Si quelqu’un vous demande ce qu’est la "hogra", ce concept intraduisible par les mots, montrez-lui cette image et laissez cette image parler. Laissez-là raconter la culture de l’injustice, de l’arbitraire. Laissez-là allumer des feux à l’intérieur de l’être humain en face de vous. Laissez-là réveiller ses blessures, ses traumatismes d’enfant. Laissez-là dire ce qui a été oublié. 

Depuis une semaine, nous avons vu que des milliers de Marocains sont sortis manifester leur indignation. Personne ne leur a demandé de crier dans la rue. Ils sont sortis parce que leur dignité d’êtres humains a été touchée, blessée.

Beaucoup de slogans ont été chantés dans la rue, mais il y en a un que nous entendons au fond de nous-mêmes: nous avons un cœur, nous ne pouvons pas être insensibles au sort de nos semblables.
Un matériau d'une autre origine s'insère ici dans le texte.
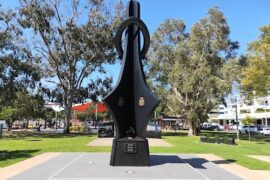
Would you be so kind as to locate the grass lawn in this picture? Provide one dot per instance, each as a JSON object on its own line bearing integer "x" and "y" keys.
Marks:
{"x": 13, "y": 150}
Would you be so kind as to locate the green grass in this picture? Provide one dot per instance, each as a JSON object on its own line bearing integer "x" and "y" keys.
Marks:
{"x": 16, "y": 149}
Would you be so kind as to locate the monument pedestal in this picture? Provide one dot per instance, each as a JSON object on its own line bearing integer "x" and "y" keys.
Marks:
{"x": 130, "y": 152}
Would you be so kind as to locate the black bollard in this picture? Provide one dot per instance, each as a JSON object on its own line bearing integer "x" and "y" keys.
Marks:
{"x": 220, "y": 140}
{"x": 231, "y": 141}
{"x": 131, "y": 102}
{"x": 203, "y": 139}
{"x": 1, "y": 131}
{"x": 212, "y": 140}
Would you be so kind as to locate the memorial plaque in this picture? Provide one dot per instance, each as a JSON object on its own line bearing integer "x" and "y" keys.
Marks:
{"x": 131, "y": 102}
{"x": 130, "y": 148}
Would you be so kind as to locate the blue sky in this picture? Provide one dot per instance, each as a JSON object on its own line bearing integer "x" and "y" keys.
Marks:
{"x": 244, "y": 17}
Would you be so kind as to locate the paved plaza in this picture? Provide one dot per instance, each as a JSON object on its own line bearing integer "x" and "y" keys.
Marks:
{"x": 90, "y": 166}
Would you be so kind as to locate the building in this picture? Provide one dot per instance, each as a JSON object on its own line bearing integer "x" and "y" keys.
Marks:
{"x": 226, "y": 115}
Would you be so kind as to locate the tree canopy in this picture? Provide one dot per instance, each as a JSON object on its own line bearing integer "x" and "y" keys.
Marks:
{"x": 72, "y": 38}
{"x": 197, "y": 68}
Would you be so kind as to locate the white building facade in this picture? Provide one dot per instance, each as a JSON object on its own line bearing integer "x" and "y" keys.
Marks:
{"x": 259, "y": 109}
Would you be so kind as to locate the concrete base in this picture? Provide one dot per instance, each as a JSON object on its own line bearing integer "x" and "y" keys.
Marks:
{"x": 87, "y": 166}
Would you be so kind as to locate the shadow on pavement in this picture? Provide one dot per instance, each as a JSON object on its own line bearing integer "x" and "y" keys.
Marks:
{"x": 156, "y": 160}
{"x": 4, "y": 155}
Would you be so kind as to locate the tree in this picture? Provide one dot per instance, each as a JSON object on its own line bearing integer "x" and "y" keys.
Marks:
{"x": 197, "y": 68}
{"x": 18, "y": 70}
{"x": 248, "y": 121}
{"x": 73, "y": 39}
{"x": 256, "y": 76}
{"x": 8, "y": 114}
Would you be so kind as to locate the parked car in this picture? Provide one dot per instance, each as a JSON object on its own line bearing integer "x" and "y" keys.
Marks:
{"x": 153, "y": 131}
{"x": 106, "y": 130}
{"x": 211, "y": 127}
{"x": 247, "y": 129}
{"x": 265, "y": 131}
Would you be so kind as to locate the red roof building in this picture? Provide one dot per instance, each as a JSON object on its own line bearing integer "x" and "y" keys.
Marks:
{"x": 84, "y": 107}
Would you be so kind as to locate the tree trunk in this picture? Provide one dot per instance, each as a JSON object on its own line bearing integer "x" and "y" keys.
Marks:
{"x": 68, "y": 108}
{"x": 192, "y": 128}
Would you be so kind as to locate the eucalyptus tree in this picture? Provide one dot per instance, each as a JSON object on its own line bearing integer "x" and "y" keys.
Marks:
{"x": 18, "y": 70}
{"x": 197, "y": 68}
{"x": 73, "y": 38}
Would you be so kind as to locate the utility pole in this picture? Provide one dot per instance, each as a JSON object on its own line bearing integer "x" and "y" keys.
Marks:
{"x": 236, "y": 117}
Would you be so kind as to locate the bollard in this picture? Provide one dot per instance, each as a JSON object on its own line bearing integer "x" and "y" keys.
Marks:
{"x": 220, "y": 140}
{"x": 1, "y": 131}
{"x": 231, "y": 141}
{"x": 212, "y": 140}
{"x": 203, "y": 139}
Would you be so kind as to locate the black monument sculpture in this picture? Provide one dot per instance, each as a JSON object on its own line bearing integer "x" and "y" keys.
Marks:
{"x": 131, "y": 102}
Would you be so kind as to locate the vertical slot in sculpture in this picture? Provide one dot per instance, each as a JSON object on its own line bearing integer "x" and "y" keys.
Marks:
{"x": 131, "y": 102}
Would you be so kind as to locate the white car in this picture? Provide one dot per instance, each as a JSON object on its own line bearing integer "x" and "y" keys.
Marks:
{"x": 265, "y": 131}
{"x": 247, "y": 129}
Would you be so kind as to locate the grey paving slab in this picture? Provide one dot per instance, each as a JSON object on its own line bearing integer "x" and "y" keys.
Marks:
{"x": 89, "y": 166}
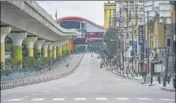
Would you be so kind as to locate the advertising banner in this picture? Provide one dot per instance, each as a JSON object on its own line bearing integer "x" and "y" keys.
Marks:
{"x": 141, "y": 33}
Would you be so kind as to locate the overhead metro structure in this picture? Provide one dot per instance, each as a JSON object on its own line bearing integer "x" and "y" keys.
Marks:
{"x": 26, "y": 22}
{"x": 91, "y": 34}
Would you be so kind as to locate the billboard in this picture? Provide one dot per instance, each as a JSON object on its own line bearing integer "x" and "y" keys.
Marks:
{"x": 134, "y": 47}
{"x": 141, "y": 33}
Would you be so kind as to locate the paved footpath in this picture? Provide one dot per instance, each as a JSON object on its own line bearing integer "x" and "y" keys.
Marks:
{"x": 87, "y": 84}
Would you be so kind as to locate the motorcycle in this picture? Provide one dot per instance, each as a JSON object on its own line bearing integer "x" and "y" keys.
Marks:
{"x": 67, "y": 65}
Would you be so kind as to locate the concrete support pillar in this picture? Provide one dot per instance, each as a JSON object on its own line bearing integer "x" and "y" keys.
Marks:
{"x": 4, "y": 31}
{"x": 50, "y": 50}
{"x": 45, "y": 49}
{"x": 54, "y": 50}
{"x": 58, "y": 51}
{"x": 29, "y": 41}
{"x": 38, "y": 45}
{"x": 17, "y": 38}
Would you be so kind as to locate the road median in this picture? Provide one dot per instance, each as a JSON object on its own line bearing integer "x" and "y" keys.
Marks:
{"x": 41, "y": 78}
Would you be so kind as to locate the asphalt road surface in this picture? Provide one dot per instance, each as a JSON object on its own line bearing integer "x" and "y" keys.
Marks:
{"x": 88, "y": 84}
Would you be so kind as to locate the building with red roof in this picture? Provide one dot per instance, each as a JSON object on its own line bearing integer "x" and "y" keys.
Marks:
{"x": 91, "y": 33}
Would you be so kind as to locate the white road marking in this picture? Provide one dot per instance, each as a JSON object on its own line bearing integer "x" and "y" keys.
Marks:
{"x": 15, "y": 99}
{"x": 37, "y": 99}
{"x": 58, "y": 99}
{"x": 80, "y": 98}
{"x": 122, "y": 98}
{"x": 167, "y": 99}
{"x": 101, "y": 98}
{"x": 145, "y": 98}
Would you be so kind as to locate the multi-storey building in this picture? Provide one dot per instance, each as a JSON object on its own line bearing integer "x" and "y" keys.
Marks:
{"x": 90, "y": 32}
{"x": 109, "y": 14}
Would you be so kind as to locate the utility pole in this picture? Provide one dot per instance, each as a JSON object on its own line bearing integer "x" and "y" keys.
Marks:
{"x": 127, "y": 36}
{"x": 166, "y": 57}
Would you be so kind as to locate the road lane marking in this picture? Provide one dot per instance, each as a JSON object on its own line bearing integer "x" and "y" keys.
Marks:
{"x": 122, "y": 98}
{"x": 101, "y": 98}
{"x": 58, "y": 99}
{"x": 37, "y": 99}
{"x": 80, "y": 98}
{"x": 16, "y": 99}
{"x": 145, "y": 98}
{"x": 167, "y": 99}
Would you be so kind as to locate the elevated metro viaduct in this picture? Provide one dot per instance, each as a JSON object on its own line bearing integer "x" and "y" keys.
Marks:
{"x": 91, "y": 33}
{"x": 26, "y": 22}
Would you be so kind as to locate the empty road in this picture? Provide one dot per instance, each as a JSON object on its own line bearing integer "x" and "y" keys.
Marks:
{"x": 88, "y": 84}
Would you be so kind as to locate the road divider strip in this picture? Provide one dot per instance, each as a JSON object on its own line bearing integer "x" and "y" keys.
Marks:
{"x": 39, "y": 80}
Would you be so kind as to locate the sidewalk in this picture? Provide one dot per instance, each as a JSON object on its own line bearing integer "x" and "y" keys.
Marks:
{"x": 169, "y": 87}
{"x": 58, "y": 70}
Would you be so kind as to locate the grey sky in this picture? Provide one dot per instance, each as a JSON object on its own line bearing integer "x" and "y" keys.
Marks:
{"x": 92, "y": 10}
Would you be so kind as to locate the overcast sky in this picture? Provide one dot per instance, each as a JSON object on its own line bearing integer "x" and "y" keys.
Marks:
{"x": 92, "y": 10}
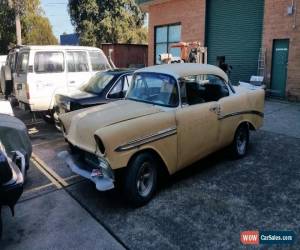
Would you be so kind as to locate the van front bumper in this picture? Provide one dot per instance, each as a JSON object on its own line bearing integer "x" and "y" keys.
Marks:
{"x": 101, "y": 174}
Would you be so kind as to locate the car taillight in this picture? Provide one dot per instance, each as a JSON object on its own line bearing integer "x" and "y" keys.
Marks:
{"x": 100, "y": 144}
{"x": 5, "y": 170}
{"x": 27, "y": 91}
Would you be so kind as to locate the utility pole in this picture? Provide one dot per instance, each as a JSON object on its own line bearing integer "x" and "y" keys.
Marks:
{"x": 16, "y": 5}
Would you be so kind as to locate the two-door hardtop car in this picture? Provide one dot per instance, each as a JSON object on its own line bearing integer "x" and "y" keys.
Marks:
{"x": 102, "y": 88}
{"x": 172, "y": 116}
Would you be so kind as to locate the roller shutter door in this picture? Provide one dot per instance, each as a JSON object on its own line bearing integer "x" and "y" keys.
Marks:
{"x": 234, "y": 30}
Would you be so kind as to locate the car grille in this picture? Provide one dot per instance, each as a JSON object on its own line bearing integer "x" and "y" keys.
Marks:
{"x": 90, "y": 160}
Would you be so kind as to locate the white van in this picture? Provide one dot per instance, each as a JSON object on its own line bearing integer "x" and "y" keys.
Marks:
{"x": 44, "y": 71}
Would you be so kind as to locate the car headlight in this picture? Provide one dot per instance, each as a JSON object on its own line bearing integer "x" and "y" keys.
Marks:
{"x": 68, "y": 105}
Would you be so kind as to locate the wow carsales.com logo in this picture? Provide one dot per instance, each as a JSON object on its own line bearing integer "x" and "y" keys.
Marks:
{"x": 267, "y": 237}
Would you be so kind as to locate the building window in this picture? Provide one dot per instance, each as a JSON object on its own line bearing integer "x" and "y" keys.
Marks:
{"x": 164, "y": 37}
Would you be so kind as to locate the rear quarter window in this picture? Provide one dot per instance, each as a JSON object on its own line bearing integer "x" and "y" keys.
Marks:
{"x": 99, "y": 61}
{"x": 22, "y": 63}
{"x": 49, "y": 62}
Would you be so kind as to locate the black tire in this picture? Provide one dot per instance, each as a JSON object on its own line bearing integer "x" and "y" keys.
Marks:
{"x": 240, "y": 143}
{"x": 48, "y": 117}
{"x": 139, "y": 190}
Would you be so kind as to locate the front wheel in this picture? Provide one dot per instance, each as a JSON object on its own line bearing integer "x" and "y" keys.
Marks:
{"x": 240, "y": 143}
{"x": 47, "y": 116}
{"x": 141, "y": 179}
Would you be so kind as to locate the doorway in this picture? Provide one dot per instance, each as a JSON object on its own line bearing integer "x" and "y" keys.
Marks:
{"x": 279, "y": 66}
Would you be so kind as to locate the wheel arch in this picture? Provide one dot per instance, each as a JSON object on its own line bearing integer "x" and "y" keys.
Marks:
{"x": 163, "y": 169}
{"x": 248, "y": 123}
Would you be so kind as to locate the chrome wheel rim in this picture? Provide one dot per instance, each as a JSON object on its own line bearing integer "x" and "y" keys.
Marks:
{"x": 241, "y": 142}
{"x": 145, "y": 179}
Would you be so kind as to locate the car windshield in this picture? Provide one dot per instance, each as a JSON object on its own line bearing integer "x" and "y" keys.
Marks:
{"x": 97, "y": 83}
{"x": 154, "y": 88}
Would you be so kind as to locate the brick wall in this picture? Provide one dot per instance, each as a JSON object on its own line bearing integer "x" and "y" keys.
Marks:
{"x": 191, "y": 15}
{"x": 278, "y": 25}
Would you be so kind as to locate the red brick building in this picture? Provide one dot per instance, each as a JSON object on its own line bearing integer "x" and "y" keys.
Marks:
{"x": 257, "y": 37}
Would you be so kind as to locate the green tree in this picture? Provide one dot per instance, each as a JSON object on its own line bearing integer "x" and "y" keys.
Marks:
{"x": 113, "y": 21}
{"x": 7, "y": 26}
{"x": 36, "y": 28}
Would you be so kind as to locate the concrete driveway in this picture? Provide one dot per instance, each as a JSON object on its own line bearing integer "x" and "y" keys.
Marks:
{"x": 203, "y": 207}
J’ai vu à la télévision quelqu’un dire une phrase qui est très belle et très juste: «Je sais que Dieu existe parce que j’éprouve de la compassion pour mes semblables». La personne qui s’exprimait ainsi n’est pas marocaine, elle ne commentait pas le drame d’Al Hoceima mais des questions plus existentielles. Mais ce qu’elle dit, même sorti de son contexte, reste beau. La compassion, l’indignation, c’est tout ce qui nous reste. C’est ce qui nous lie encore les uns aux autres. C’est un bien précieux, irremplaçable, nous serions fous de le perdre.

L’indignation est une thérapie. C’est comme un médicament qui s’appelle la foi: en l’humain et en cette force supérieure qui nous unit. Si on perd ce médicament, on perd tout.

Au Maroc, nous savons ce que cela veut dire. Nous avons traversé des décennies difficiles, nous avons souffert, beaucoup sacrifié, pour préserver cet humain en nous. Cela n’a pas été facile et il nous est arrivé de douter. Parce que le respect de la dignité humaine n’a pas toujours été au rendez-vous.

Alors indignez-vous, c’est bon pour la santé. Cela rappelle que quelque chose fonctionne encore, que tout n’est pas mort.